Rights fighters in UK beat
back prisoner book ban
 
BY ÖGMUNDUR JÓNSSON
LONDON — In a victory for workers’ rights, the High Court here ruled Dec. 5 that a yearlong ban on family members and others sending books to prisoners is unlawful. The ban has been fought by English PEN, the Howard League for Penal Reform, poet laureate Carole Ann Duffy, Nadezhda Tolokonnikova of Pussy Riot, Militant editor Doug Nelson, and current and former prisoners and writers, including Salman Rushdie, Ian McEwan and Nick Hornby. It remains in effect while the government decides whether to appeal.

The legal challenge to the ban was brought by inmate Barbara Gordon-Jones, who is serving a life sentence at Send prison in Surrey. Under the new rules, Gordon-Jones was denied five books sent to her in April.

“Reading is a right and not a privilege,” solicitors from the firm Lound Mulrenan Jefferies, who acted pro bono as counsel for Gordon-Jones, said in a public statement.

“The legal case was pivotal,” Rob Preece, press officer of the Howard League for Penal Reform, told the Militant Dec. 11. “It built on months of public campaigning.”

“We and English PEN took hundreds of books to the Ministry of Justice after the decision, asking that they be delivered to prisoners,” Preece said, describing a demonstration organized that day. “We also told them it’s an opportunity to lift bans on other things prisoners’ need, from writing materials to underwear.”

“The challenge relates to what are said to be unlawful restrictions on the ability of prisoners generally and the Claimant in particular to receive or have for their use books,” Justice Andrew Collins said in his ruling. “I see no good reason in the light of the importance of books for prisoners to restrict beyond what is required by volumetric control and reasonable measures relating to frequency of parcels and security considerations.”

The prison regime’s Incentives and Earned Privileges scheme lists books as privileges that can be restricted. “In light of the statement made about the importance of books,” Collins concluded, “to refer to them as a privilege is strange.”
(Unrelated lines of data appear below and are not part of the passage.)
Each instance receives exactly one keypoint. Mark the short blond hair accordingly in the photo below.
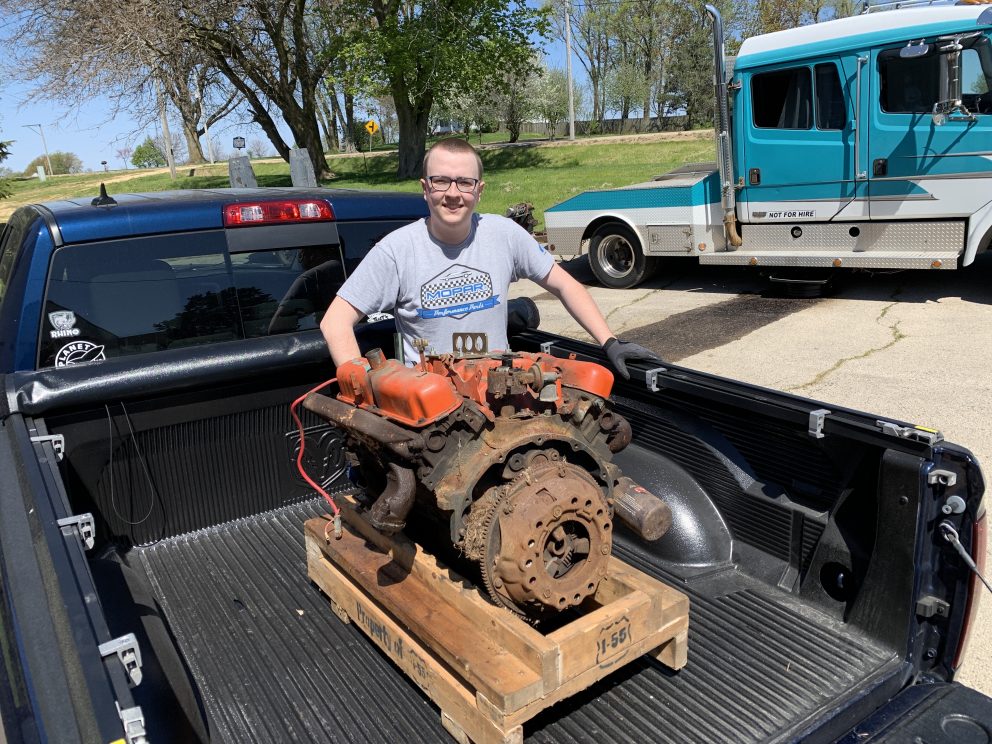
(453, 145)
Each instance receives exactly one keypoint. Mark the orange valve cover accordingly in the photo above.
(407, 395)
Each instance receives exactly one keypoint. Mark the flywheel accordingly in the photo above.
(544, 539)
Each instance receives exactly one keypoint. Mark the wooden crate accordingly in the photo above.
(486, 669)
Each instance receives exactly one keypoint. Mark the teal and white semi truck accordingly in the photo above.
(862, 142)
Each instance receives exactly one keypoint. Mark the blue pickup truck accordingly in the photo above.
(154, 583)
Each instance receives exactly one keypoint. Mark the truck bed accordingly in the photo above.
(274, 663)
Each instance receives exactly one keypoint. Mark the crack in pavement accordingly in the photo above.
(618, 308)
(897, 336)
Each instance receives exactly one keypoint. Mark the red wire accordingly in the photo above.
(299, 458)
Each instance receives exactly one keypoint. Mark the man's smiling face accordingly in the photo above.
(451, 208)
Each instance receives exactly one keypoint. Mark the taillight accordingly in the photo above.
(282, 212)
(979, 543)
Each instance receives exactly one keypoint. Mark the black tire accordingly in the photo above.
(617, 258)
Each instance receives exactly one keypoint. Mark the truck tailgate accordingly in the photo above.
(274, 663)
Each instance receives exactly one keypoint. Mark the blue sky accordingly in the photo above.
(88, 133)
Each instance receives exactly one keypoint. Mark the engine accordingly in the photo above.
(513, 451)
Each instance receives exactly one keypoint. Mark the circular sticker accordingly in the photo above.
(78, 352)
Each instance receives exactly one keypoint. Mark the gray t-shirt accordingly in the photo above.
(435, 289)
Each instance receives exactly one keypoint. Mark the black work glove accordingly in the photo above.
(621, 352)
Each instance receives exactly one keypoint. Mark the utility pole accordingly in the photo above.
(44, 145)
(568, 67)
(166, 134)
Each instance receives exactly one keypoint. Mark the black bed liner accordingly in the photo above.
(274, 664)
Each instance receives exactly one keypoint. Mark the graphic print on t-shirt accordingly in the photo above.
(456, 292)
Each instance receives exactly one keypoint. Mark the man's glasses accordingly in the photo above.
(443, 183)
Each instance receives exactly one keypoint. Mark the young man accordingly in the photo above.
(450, 272)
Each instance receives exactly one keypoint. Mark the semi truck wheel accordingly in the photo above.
(616, 257)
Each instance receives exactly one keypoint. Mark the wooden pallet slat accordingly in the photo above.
(487, 670)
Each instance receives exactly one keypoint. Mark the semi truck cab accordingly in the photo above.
(863, 142)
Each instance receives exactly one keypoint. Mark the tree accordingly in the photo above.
(148, 155)
(592, 24)
(437, 50)
(73, 52)
(124, 153)
(258, 148)
(551, 101)
(267, 51)
(62, 163)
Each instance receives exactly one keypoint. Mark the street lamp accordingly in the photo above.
(43, 144)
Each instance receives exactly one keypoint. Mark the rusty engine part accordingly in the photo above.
(513, 450)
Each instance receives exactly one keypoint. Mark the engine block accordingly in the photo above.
(513, 450)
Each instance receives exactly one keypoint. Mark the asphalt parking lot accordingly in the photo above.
(915, 346)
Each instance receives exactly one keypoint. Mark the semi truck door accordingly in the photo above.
(927, 163)
(798, 144)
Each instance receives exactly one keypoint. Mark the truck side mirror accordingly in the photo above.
(912, 50)
(950, 107)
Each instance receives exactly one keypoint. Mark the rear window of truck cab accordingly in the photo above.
(139, 295)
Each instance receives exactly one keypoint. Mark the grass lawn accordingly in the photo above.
(529, 172)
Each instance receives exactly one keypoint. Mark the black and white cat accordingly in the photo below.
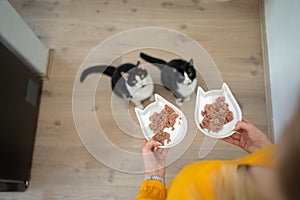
(179, 76)
(128, 81)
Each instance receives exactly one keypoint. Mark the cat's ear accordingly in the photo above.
(191, 62)
(125, 75)
(138, 64)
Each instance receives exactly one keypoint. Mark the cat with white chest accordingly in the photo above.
(128, 81)
(178, 76)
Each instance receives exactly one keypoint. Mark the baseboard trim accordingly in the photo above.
(265, 58)
(47, 75)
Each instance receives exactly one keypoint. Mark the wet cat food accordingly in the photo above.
(216, 115)
(165, 119)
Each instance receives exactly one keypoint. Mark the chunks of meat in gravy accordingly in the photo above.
(165, 119)
(216, 115)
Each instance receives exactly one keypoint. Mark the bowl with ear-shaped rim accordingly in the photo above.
(209, 97)
(180, 127)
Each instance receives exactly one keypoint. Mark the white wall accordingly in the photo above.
(19, 38)
(283, 39)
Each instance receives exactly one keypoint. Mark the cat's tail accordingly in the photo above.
(107, 70)
(156, 61)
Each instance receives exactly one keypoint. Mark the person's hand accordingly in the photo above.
(249, 137)
(154, 158)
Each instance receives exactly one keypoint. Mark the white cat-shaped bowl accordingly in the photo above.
(209, 97)
(180, 127)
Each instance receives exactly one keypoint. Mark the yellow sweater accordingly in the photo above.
(195, 179)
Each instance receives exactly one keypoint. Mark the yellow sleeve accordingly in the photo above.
(152, 190)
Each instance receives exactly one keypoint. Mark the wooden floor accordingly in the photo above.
(62, 167)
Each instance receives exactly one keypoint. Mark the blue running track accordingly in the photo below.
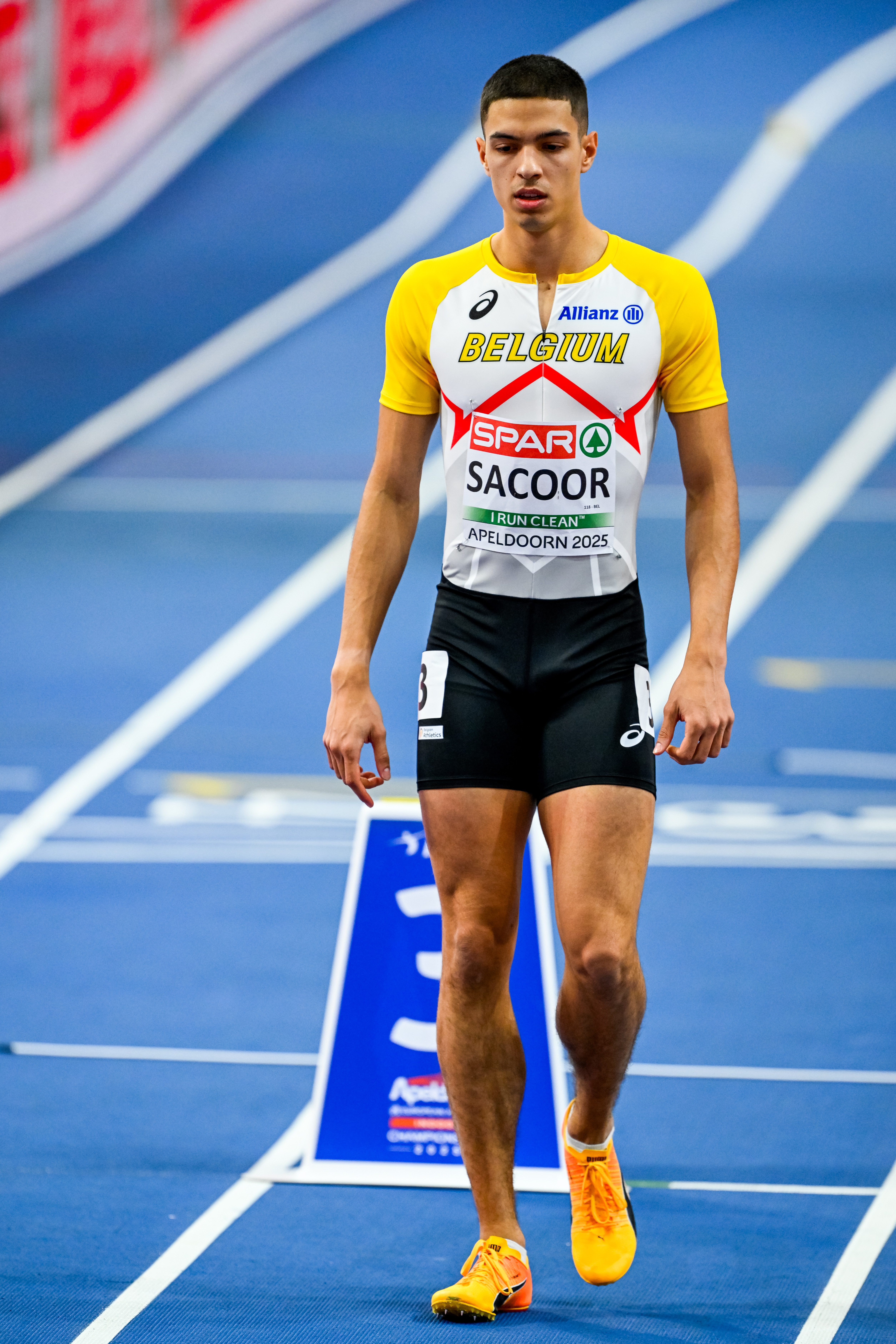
(749, 963)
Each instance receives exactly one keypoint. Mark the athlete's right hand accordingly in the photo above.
(353, 720)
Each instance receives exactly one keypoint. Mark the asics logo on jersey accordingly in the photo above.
(484, 306)
(581, 347)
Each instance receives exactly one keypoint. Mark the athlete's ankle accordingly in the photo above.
(594, 1132)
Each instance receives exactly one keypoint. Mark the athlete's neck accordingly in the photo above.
(565, 249)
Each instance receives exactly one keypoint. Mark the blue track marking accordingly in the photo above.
(708, 1268)
(226, 957)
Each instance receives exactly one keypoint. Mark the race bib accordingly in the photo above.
(541, 490)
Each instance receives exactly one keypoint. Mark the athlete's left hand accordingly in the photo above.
(699, 698)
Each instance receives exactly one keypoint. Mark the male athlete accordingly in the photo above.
(547, 350)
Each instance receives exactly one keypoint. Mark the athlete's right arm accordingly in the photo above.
(384, 537)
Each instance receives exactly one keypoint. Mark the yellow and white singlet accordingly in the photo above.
(547, 435)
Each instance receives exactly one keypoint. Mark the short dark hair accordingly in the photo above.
(538, 77)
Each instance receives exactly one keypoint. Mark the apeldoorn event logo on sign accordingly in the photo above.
(382, 1095)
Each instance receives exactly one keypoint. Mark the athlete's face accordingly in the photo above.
(535, 155)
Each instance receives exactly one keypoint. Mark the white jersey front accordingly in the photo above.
(547, 435)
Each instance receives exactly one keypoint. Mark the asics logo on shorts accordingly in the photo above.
(636, 734)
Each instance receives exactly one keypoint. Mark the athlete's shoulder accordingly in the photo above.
(655, 272)
(434, 277)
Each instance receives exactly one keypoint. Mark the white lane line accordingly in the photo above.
(772, 1076)
(800, 521)
(854, 1268)
(727, 226)
(756, 1189)
(191, 1244)
(781, 152)
(195, 686)
(738, 1073)
(167, 1054)
(425, 213)
(92, 195)
(186, 495)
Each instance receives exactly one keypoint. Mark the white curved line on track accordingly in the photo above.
(191, 1244)
(727, 226)
(120, 194)
(781, 152)
(854, 1268)
(439, 198)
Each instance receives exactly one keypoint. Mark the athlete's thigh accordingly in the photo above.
(600, 842)
(476, 841)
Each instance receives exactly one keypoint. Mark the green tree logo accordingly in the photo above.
(596, 440)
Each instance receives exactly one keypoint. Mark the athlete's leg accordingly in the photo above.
(476, 841)
(600, 841)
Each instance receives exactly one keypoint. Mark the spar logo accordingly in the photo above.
(524, 440)
(596, 440)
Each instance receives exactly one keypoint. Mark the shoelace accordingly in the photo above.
(600, 1197)
(490, 1265)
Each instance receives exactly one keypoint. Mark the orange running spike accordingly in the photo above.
(604, 1232)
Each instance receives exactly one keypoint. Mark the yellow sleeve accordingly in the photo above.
(410, 384)
(691, 369)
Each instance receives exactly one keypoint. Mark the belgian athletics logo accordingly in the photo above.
(596, 440)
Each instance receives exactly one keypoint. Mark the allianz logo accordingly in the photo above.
(414, 1093)
(632, 315)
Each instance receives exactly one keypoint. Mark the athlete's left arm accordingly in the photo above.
(713, 545)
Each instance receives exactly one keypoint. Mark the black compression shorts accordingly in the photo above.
(539, 695)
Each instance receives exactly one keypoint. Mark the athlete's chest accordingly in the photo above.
(602, 346)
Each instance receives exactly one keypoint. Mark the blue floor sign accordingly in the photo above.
(379, 1104)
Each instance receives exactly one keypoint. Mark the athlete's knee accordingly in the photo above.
(472, 956)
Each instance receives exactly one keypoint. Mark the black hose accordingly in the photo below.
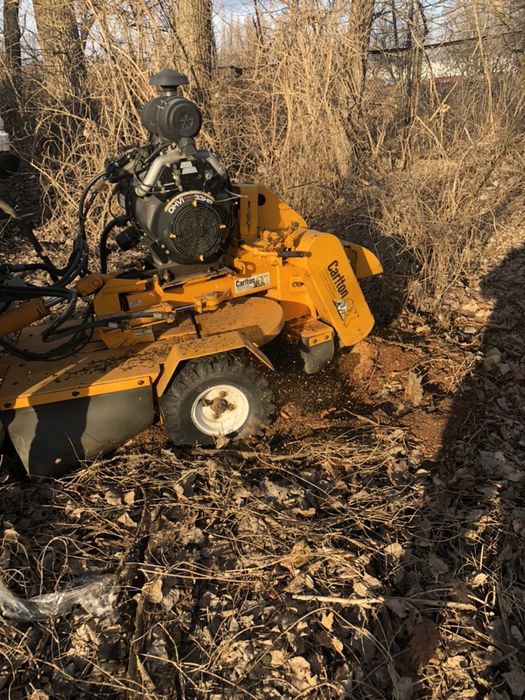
(103, 249)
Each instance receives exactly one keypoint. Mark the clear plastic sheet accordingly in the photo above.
(95, 594)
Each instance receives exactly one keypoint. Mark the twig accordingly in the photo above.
(368, 602)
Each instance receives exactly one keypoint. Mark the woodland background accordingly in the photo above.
(371, 544)
(400, 119)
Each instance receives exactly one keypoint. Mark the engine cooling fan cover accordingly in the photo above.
(197, 227)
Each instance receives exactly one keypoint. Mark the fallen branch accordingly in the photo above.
(383, 600)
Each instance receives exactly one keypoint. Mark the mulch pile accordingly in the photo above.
(370, 546)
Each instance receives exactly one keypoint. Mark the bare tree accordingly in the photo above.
(359, 30)
(60, 47)
(12, 36)
(195, 41)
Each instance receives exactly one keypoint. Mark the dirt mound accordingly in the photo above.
(369, 546)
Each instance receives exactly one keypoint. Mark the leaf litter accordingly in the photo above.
(370, 545)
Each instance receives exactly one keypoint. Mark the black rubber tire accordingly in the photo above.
(198, 375)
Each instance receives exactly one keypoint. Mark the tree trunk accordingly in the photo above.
(359, 30)
(61, 49)
(12, 36)
(195, 42)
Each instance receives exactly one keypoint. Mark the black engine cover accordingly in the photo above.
(190, 228)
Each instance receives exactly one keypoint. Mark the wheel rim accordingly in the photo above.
(220, 410)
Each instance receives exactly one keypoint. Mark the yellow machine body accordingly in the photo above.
(278, 275)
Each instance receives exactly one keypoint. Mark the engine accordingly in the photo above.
(177, 198)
“This is a surprising judgment,” an unnamed spokesman for the Prison Service told BBC News in response to Collins’ ruling. “We are considering how best to fulfill the ruling of the court. However, we are clear that we will not do anything that would create a new conduit for smuggling drugs and extremist materials into our prisons.”

“We’ll have to see what the ministry does,” Preece said. “Our campaign to relieve the ban on parcels will continue.”